2019年末に発生した新型コロナウイルスは、世界中で未曽有のパンデミック(感染症の世界的大流行)を引き起こしました。欧米では、ウイルスの特定からわずか1年以内という驚異的な速さでワクチンが開発・承認され、提供が始まりました。一方、日本発のワクチン承認には約3年半を要し、緊急時の研究開発体制において日本と欧米の間に大きな差があることが明らかになりました。
この状況を受けて、日本医療研究開発機構(AMED)の先進的研究開発戦略センター(SCARDA)が中心となり、「ワクチン開発のための世界トップレベル研究開発拠点の形成事業」が立ち上げられました。そして東京大学・新世代感染症センター(UTOPIA: The University of TOkyo Pandemic Preparedness, Infection and Advanced Research Center)がフラッグシップ拠点として採択されました。

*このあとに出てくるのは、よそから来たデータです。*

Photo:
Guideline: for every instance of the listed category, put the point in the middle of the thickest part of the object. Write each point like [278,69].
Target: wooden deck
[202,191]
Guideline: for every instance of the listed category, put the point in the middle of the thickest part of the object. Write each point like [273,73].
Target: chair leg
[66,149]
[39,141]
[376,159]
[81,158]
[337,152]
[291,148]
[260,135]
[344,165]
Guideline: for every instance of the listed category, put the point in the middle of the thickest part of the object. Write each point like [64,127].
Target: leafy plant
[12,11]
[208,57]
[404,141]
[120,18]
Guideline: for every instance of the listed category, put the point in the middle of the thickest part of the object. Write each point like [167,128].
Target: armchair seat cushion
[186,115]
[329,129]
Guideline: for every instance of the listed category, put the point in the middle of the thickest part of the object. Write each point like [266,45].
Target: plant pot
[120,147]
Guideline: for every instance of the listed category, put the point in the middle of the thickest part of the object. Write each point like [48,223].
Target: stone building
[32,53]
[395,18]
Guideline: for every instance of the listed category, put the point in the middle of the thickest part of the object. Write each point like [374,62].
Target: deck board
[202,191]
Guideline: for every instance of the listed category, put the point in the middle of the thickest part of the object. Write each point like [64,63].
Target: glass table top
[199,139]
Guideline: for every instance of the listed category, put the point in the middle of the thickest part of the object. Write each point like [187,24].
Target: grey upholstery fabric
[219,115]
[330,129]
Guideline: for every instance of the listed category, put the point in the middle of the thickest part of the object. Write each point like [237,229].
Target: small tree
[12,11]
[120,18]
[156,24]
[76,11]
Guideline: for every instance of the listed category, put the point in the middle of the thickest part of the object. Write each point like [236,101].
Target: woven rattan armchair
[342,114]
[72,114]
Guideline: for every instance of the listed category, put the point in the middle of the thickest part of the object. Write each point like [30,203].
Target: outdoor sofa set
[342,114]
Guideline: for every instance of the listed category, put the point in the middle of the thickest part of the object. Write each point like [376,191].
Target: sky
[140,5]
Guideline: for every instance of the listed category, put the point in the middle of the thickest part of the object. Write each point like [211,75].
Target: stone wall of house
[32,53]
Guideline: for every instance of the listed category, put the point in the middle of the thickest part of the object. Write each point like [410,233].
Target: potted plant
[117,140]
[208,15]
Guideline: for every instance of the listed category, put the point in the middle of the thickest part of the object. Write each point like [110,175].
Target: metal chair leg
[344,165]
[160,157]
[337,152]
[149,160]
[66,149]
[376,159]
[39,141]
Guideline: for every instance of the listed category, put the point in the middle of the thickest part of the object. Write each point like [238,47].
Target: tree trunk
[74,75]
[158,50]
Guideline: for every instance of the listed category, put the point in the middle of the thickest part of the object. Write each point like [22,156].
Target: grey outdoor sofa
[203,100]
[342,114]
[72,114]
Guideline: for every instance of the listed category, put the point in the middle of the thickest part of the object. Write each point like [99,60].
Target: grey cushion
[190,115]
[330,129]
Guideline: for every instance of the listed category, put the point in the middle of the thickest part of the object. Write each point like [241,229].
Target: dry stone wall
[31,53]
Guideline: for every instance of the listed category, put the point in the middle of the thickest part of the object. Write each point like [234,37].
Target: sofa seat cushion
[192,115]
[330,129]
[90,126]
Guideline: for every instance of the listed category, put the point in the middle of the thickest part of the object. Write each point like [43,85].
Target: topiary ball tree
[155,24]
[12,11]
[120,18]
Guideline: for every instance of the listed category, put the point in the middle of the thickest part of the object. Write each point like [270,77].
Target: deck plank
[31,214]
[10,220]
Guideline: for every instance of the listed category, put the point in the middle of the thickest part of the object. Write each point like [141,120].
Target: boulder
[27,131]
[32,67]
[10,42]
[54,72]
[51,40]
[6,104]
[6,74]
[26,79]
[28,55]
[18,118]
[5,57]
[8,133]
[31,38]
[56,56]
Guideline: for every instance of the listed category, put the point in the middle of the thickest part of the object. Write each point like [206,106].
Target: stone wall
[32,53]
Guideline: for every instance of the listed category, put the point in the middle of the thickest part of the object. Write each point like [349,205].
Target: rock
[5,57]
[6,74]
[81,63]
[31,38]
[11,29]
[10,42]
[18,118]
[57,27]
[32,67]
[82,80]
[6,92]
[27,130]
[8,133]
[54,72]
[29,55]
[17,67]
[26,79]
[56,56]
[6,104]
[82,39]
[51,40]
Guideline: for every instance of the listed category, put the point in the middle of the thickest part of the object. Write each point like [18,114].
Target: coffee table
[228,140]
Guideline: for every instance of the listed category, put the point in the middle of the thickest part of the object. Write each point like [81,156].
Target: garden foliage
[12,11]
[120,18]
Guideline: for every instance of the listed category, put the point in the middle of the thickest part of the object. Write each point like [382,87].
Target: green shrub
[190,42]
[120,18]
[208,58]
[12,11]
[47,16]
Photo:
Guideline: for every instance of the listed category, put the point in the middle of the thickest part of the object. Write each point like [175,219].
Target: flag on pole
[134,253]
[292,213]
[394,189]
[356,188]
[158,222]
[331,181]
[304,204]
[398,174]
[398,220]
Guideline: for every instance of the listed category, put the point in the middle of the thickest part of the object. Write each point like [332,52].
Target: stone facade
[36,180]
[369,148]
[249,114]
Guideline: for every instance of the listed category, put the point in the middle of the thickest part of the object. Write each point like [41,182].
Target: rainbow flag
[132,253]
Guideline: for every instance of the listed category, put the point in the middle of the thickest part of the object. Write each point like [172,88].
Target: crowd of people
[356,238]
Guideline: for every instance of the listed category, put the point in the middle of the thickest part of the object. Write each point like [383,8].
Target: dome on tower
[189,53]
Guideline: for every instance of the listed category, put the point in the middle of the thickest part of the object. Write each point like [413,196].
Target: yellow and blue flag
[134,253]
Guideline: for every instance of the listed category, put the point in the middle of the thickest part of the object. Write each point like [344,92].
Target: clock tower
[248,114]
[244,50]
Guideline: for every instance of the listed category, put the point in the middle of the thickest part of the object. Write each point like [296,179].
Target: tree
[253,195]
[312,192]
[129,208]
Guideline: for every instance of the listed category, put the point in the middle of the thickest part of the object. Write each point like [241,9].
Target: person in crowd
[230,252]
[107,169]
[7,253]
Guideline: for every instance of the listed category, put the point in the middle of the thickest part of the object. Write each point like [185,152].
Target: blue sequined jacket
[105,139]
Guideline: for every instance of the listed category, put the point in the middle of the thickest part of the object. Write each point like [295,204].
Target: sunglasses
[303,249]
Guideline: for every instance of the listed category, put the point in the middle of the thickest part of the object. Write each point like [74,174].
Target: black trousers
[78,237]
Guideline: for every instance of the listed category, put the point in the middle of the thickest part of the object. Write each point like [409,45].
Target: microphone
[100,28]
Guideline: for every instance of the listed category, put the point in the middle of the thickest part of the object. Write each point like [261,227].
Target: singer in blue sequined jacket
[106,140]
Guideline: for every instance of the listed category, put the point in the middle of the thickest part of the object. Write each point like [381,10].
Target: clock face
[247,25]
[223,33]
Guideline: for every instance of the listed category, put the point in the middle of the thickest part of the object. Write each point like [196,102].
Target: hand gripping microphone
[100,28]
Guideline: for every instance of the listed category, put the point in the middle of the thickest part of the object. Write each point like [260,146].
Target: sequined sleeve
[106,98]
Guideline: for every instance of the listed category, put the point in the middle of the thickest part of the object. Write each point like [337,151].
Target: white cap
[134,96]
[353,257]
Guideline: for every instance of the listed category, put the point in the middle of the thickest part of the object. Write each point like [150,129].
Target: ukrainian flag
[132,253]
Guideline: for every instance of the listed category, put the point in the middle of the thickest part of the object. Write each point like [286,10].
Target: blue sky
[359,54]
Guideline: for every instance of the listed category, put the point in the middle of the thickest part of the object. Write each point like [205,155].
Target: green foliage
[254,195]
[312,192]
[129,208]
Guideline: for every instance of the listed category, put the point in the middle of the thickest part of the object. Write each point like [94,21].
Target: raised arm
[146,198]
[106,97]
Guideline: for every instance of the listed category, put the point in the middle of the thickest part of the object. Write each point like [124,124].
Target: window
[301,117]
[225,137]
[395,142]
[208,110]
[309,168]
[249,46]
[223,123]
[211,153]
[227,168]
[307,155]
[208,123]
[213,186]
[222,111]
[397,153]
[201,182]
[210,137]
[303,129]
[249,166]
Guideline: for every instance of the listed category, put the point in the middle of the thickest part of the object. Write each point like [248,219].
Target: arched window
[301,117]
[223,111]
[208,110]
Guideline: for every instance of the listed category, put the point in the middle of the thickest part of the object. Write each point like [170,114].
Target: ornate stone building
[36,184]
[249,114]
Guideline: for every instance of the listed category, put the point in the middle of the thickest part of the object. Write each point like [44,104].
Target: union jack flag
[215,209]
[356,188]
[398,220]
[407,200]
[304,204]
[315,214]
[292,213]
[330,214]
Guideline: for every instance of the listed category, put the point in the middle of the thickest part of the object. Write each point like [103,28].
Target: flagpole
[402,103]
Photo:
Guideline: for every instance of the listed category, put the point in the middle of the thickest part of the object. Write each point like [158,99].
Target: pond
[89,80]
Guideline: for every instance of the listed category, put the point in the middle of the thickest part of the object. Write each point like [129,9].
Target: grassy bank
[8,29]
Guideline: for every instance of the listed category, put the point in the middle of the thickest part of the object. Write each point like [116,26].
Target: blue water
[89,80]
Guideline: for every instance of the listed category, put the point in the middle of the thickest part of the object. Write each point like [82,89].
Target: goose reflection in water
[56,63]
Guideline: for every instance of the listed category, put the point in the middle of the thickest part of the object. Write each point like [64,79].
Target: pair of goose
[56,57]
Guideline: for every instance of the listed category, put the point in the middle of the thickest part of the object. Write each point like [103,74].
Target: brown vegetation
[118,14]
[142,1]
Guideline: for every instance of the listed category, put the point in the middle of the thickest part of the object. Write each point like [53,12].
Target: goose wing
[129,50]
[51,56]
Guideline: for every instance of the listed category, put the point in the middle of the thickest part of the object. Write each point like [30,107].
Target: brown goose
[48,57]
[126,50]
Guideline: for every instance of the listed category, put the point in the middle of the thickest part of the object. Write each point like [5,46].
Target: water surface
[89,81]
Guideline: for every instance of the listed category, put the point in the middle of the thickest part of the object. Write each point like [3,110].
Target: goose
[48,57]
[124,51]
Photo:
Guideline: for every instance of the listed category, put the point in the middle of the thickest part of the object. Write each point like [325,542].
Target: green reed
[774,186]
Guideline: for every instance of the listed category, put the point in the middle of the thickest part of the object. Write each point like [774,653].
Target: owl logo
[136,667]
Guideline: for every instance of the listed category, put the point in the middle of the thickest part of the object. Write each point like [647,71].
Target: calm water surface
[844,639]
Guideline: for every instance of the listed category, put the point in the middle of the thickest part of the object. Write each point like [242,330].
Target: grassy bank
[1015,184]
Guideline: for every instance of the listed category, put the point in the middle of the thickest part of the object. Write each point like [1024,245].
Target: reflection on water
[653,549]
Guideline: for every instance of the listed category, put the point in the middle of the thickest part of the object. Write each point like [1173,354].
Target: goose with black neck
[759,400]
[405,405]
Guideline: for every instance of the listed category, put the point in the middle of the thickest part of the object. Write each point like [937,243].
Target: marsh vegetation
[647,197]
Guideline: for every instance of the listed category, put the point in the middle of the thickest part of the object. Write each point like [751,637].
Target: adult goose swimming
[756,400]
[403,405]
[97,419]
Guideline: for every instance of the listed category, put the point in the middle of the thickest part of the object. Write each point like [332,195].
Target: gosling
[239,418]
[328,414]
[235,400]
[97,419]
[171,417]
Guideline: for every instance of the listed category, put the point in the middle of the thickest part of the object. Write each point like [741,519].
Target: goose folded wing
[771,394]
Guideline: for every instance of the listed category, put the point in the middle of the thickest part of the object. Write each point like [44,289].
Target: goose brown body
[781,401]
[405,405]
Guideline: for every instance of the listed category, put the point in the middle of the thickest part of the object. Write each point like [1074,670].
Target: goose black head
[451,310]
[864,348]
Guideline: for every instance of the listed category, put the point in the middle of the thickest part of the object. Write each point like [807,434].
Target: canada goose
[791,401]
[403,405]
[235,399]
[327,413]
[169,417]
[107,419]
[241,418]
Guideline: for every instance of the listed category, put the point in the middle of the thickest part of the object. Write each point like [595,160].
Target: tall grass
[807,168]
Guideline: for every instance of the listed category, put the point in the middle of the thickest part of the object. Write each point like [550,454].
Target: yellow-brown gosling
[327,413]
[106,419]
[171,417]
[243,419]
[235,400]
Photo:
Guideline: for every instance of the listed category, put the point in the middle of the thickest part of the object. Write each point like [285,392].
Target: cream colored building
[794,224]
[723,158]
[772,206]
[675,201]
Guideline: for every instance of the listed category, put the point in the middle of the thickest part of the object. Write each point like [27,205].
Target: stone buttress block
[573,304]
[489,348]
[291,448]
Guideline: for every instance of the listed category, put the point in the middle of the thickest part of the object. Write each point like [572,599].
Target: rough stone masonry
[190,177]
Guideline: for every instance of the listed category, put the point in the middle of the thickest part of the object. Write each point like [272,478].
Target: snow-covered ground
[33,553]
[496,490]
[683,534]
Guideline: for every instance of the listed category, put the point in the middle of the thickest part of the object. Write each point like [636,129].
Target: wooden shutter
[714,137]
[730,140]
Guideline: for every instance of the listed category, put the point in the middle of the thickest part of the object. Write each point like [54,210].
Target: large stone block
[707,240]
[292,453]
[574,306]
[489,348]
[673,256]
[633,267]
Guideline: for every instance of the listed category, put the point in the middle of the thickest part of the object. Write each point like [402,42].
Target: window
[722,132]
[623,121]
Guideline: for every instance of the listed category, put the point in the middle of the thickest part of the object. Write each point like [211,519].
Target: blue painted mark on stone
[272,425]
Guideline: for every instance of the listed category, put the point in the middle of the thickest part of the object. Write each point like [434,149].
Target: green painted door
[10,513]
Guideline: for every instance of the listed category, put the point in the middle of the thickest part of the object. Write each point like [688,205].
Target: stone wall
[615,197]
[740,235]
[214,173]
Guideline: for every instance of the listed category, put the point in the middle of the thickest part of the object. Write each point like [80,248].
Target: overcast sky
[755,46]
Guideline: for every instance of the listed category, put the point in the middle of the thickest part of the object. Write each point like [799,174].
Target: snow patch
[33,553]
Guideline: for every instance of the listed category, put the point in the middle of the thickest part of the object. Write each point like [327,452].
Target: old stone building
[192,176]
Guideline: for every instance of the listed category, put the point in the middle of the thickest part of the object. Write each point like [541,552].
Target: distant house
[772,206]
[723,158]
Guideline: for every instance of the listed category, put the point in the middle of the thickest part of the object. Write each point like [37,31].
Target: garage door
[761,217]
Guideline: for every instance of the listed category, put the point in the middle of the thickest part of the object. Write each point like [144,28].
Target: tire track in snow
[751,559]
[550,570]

UTOPIAには、感染症、免疫、ワクチンの専門家だけでなく、これまで感染症研究に関わってこなかったAI・構造生物学・社会科学など様々な分野の研究者が集結しています。分野の垣根を越えて知を融合し、感染症対策とワクチン開発を加速するため、国内外の研究機関や産業界との緊密なネットワークを構築しています。
UTOPIAは「100日でワクチンを世界に届ける」ことを目指し、産学界と臨床現場を直接つなぐ体制を整備しています。感染症とパンデミックから人々を守るため、世界トップレベルの研究者が一丸となり、新たな研究開発のフロンティアに挑んでいます。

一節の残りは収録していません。